Qinghai - Tibet train trip

CHINA | Wednesday, 17 March 2010 | Views [805]

More yaks, more snow

More yaks, more snow

Back on the trains again, this time across the Qinghai Plateau and in to Tibet.

The Chinese are very proud of this rail line - as they are of most things they get right - but it is certainly a interesting trip. There are commentaries along the way letting you know where you are, how high or cold it is, and what the silly looking pipes are that are sticking out of the ground are for.

Around 500km of the total 2000km rail line is built on permafrost so there are all sorts of measures in place to stop the ground thawing - read tracks sinking - that the Chinese railway Institute, amongst other institutes, have trialled and come up with to protect their 'engineering marvel'. Sorry, but the propoganda gets a bit thick along the way. They have 7m pipes in the ground full of liquid ammonia that will turn to gas when the ground warms up. The gas then rises up the pipe to the top where there are radiating fins that let the heat escape and the outside freezing air cools the gas back to liquid. There are other horizontal pipes with temperature valves on one end that will let warm air escape and trap cold air under the ground. There was even a shed over one spot on the edge of a river to stop the sun getting on to the ground. All in all there was a lot of money spent on the line and they are not shy when it comes to letting pepole know how much.

Our trip started from Xining, capitol of north west China's Qinghai province. In the train station any yellow haired people got checked over to make sure they have their TTP (Tibet Travel Permit) in order. Foreignors are not allowed to enter Tibet without one and the entry / exit dates have to line up or you can either sit at the station a day or so, or if you've stuffed up, find yourself sitting in another kid of station - with cops. We got checked over at least twice, but the interesting thing was we got an easier time of it than a few of the very non Han Chinese - read Tibetan - looking people going to do the same trip with us. They would get asked for ID cards - ALL Chinese have one - , some would get asked for some papers, and they would have them taken off them, recorded, photocopied and given back. Only to have another cop come along half an hour later to repeat the whole procedure.

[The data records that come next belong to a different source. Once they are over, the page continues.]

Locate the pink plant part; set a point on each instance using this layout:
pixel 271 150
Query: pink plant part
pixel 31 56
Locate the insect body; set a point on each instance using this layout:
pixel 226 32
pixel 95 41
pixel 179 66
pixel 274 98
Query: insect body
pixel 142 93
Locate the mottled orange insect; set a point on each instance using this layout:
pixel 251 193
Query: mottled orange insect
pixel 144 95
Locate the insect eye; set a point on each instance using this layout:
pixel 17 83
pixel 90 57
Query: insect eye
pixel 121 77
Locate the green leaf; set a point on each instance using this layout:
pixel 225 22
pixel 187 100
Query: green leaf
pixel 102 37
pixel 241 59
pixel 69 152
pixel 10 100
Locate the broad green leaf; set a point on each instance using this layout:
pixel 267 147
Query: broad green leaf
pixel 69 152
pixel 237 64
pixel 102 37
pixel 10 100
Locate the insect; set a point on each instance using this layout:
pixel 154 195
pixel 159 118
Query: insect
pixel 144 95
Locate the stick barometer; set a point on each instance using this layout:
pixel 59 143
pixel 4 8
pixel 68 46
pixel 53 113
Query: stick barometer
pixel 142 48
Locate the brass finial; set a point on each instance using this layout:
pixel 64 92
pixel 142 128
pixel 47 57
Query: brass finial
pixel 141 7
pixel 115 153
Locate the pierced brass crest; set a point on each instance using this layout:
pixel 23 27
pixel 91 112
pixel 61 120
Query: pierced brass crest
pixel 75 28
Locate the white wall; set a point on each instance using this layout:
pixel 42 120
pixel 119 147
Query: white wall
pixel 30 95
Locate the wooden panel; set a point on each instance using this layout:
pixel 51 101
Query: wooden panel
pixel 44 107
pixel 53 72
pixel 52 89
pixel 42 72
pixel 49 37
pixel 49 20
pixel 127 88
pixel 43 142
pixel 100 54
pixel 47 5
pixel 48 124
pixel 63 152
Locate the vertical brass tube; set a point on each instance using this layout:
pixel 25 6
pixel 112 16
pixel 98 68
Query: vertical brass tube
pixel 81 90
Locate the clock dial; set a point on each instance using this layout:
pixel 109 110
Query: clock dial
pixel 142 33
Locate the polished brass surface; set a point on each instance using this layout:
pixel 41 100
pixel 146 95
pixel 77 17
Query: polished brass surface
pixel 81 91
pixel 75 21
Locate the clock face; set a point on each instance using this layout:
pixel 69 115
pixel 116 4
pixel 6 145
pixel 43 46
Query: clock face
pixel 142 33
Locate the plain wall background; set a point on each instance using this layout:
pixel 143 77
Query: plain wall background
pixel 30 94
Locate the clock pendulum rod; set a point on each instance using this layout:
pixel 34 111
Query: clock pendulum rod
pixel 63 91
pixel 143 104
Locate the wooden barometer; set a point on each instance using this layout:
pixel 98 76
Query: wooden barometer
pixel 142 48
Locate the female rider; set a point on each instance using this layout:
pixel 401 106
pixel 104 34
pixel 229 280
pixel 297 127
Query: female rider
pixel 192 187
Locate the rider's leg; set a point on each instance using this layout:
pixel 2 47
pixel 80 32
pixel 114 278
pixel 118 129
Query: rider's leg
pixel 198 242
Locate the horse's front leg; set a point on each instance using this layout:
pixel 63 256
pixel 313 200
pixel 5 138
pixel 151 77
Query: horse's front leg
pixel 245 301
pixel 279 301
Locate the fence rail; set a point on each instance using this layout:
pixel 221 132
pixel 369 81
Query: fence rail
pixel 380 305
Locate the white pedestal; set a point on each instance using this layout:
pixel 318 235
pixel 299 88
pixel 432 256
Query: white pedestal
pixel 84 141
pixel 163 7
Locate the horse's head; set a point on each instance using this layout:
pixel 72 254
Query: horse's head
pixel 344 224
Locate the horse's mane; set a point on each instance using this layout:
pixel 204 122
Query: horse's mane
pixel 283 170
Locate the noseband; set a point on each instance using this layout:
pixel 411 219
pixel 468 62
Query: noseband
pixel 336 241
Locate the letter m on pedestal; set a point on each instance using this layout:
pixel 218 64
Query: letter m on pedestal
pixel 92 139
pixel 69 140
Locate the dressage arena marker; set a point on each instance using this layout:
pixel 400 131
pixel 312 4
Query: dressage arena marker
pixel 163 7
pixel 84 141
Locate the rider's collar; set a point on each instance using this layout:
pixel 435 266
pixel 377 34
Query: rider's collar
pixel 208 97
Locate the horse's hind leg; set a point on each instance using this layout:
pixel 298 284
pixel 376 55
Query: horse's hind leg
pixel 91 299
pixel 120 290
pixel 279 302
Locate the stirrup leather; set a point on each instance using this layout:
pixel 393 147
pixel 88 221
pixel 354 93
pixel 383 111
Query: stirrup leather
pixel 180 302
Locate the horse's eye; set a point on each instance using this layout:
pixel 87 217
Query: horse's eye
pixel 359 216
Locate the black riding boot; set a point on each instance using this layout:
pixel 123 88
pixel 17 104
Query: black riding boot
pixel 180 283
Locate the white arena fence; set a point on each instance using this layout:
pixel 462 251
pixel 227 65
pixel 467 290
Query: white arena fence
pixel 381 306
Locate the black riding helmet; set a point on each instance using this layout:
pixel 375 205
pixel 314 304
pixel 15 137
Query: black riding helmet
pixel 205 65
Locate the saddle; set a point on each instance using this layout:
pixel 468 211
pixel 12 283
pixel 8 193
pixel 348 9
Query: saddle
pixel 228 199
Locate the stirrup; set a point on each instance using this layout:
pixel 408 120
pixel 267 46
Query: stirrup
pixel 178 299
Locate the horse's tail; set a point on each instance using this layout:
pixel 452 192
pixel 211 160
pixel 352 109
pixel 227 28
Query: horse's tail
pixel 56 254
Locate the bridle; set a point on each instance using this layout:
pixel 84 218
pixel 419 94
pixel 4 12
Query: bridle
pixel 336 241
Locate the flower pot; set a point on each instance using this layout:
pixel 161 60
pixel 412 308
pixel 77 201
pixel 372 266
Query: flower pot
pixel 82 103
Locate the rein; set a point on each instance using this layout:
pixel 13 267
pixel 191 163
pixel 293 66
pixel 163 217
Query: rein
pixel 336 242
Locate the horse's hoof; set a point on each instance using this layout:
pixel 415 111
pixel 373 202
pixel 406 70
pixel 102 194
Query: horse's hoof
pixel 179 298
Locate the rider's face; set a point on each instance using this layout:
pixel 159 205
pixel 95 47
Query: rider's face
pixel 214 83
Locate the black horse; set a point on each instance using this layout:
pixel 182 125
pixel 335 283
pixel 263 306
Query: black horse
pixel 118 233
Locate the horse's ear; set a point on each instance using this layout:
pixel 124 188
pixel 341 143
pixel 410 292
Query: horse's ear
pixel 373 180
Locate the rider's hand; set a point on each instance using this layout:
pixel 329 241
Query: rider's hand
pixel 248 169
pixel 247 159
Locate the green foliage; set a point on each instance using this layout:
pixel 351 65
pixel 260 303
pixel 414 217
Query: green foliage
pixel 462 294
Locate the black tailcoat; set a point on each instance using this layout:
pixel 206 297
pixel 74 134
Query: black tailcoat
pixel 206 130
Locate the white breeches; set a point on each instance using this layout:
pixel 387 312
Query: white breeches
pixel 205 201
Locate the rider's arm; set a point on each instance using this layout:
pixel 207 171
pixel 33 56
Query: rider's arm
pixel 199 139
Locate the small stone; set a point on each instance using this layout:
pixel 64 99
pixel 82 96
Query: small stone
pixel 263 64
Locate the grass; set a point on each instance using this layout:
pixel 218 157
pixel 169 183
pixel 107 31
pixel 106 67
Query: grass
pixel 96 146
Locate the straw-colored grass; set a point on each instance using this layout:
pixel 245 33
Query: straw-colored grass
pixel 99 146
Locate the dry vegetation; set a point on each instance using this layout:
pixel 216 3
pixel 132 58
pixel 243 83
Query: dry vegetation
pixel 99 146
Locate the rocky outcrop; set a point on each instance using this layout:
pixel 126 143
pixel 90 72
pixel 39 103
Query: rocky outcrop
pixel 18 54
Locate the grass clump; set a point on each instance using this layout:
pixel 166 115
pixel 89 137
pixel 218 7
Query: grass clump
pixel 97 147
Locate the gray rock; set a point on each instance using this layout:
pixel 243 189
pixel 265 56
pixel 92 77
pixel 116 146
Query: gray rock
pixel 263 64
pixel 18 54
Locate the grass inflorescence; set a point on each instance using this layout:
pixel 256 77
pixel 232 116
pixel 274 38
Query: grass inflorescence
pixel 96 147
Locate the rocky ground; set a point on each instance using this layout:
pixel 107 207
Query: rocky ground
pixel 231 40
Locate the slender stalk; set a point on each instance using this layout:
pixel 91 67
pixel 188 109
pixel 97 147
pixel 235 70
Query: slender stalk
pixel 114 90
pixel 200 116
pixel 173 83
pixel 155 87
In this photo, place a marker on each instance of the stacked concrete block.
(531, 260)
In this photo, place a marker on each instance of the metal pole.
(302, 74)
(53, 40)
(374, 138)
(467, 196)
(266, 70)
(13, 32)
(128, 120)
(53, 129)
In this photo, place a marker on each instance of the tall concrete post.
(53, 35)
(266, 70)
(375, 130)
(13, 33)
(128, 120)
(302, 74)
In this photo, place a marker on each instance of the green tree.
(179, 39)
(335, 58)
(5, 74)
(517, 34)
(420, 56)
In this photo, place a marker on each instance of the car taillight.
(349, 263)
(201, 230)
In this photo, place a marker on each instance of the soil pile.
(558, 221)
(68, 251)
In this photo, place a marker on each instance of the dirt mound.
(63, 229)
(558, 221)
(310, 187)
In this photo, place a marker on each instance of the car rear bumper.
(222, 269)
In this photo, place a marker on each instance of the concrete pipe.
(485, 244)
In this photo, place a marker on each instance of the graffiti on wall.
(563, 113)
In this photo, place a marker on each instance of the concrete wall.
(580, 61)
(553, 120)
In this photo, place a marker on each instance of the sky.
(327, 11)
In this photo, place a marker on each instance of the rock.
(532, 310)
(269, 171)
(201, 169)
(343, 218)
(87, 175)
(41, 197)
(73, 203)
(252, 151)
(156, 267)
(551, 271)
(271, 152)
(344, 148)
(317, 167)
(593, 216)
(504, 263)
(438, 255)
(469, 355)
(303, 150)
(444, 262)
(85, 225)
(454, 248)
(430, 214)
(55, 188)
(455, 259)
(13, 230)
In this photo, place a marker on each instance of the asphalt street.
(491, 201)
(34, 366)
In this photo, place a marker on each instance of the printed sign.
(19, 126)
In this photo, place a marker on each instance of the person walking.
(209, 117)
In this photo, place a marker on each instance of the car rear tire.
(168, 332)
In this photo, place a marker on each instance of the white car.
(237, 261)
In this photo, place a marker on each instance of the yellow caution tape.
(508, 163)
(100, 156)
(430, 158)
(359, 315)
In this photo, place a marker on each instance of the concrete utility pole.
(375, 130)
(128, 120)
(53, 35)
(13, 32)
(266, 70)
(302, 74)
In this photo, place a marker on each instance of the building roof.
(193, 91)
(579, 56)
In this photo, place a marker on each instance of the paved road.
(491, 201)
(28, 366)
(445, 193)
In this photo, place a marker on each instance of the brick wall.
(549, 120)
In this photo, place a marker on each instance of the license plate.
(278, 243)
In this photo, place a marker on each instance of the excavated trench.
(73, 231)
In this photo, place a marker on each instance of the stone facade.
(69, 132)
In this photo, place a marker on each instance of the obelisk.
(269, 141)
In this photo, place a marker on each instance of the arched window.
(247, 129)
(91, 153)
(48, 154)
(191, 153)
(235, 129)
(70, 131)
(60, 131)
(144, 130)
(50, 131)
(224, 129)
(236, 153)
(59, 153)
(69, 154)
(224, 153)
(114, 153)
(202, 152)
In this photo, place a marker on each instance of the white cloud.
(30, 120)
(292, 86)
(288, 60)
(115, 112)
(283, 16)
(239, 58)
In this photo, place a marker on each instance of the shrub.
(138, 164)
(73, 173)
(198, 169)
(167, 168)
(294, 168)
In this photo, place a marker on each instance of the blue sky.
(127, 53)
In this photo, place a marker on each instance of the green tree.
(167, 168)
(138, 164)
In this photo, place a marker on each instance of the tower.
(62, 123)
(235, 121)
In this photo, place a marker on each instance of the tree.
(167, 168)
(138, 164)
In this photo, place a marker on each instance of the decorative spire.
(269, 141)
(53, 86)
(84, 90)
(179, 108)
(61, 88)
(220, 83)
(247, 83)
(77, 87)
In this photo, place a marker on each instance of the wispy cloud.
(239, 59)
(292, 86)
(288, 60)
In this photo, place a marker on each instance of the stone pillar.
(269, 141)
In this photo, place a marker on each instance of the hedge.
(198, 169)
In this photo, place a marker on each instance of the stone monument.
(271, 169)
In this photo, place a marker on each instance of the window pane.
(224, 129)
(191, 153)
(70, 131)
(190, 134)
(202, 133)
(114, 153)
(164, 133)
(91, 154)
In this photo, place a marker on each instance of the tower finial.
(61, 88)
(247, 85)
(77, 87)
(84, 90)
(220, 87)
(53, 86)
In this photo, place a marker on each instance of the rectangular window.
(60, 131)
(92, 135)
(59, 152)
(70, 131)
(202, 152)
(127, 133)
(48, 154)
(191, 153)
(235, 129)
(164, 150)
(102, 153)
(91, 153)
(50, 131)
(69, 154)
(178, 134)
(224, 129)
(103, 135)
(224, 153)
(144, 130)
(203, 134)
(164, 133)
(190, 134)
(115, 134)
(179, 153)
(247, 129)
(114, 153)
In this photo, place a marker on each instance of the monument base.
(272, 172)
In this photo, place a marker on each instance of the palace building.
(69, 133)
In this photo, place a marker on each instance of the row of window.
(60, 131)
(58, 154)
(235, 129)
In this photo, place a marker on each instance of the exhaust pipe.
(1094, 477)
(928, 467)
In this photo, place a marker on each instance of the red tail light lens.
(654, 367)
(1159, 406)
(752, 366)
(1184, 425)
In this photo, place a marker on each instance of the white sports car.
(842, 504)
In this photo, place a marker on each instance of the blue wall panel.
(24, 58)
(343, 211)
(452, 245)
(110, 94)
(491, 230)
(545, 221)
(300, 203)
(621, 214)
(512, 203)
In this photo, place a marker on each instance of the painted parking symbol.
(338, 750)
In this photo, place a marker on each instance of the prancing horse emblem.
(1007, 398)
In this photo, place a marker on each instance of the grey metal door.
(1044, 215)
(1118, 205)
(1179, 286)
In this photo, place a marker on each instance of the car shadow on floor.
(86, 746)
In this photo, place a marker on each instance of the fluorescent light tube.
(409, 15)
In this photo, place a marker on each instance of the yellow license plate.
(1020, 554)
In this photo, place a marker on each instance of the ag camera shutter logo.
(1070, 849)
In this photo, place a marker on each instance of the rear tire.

Once we got on the train we shared a soft sleeper berth with a young Han Chinese buddhist, an engineer working in Lhasa and a Wrigleys chewing gum executive, all from from Beijing. Gordon, our chewing gum supplier for the trip, spoke fluent english almost ALL the way but was a nice enough guy to with it.

So for almost 24 hours we slowly climbed from 2000m in Xining, past Qinghai lake at 3500m - in the dark - the over the Kunlun Mountains at 5100m, then through the worlds highest tunnel at 5070m - dug through permanently frozen ground - and back down to the the relatively low altitude of 4000m at Lhasa.

For the last hour or so we followed the Lhasa river in to where we saw the Potala Palace set on a hill in town before stepping off the train to be herded past the black uniformed police through the gate to, you guessed it, more checks and questions. Welcome to Tibet.